Stalking, molestation, and sending unsolicited sexual images all contribute to the humiliation of women. Rape culture normalises acts of groping, sexual harassment, and sexual coercion, thereby taking away women’s authority over their own bodies. Tolerating this kind of behaviour fosters a culture in which acts of violence, such as rape, honour killings, acid attacks, and domestic violence, are excused.

Just because you’re not a rapist doesn’t mean you don’t contribute to rape culture.

Examples of Rape Culture

Rape jokes and Trivializing sexual assault 

Trivialising sexual assault is an example of rape culture. We foster rape culture and trivialise an essential issue when we laugh at fraternity chants like “No means Yes” with the argument that “Boys will be Boys.” When we turn rape into a joke, it becomes more difficult to take true rape allegations seriously. When we don’t take rape allegations seriously, rape becomes more acceptable.

Victim Blaming

Victim-blaming implies that rape is expected in certain circumstances. We legitimise rape and blame the victims for the crimes of their abusers by asking questions like “What was she doing there?” or “How intoxicated was she?  We are allowing rape to continue when we don’t hold perpetrators accountable for their crimes.

Objectifying Women

We are giving out the message that women are less than human when we objectify them. And if they are simply objects rather than individuals, sexual violence on women seems more acceptable. Sexual objectification of women is seen to be more prominent in the R&B/Hip-Hop and Pop Music Video genre.


We validate people who argue that women “ask for it” ( deserve to be raped) by wearing revealing clothes or having a lot of sexual partners when we criticise or shame them for having sex.

Why is victim-blaming dangerous?

Victim-blaming attitudes make the victim/survivor defensive and makes it more difficult for them to come forward and report the abuse. Victim-blaming attitudes further reinforce what the abuser has been saying all along: That the victim is to blame for what has happened. Society enables the abuser to perpetrate relationship abuse or sexual assault by adopting victim-blaming attitudes.

How can WE as a society combat Rape Culture?
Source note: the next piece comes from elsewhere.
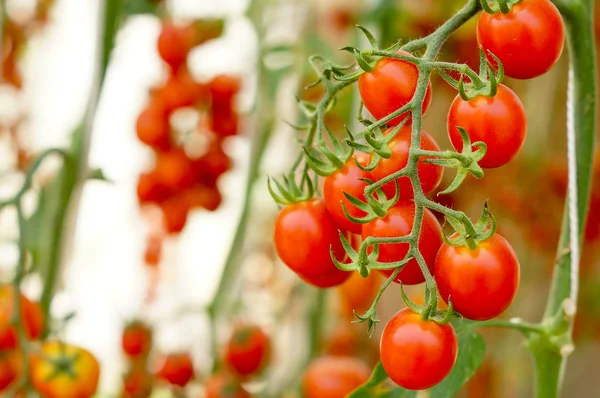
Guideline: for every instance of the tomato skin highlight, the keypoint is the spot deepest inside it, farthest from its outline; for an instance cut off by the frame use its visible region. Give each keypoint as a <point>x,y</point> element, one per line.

  •  If you witness someone making an offensive joke or trivialising rape, CALL THEM OUT
  • Do not use language that degrades or objectifies women
  • Hold abusers accountable for their acts: do not allow them to manufacture excuses for their actions 
  • Always converse with your sexual partners and do not take their consent for granted
  • Adopt Zero-Tolerance policies for sexual harassment and violence in the places where you live, work and play

The fact is, rape and sexual harassment are real issues that are not to be taken lightly. Rape culture is everyone’s issue, regardless of gender.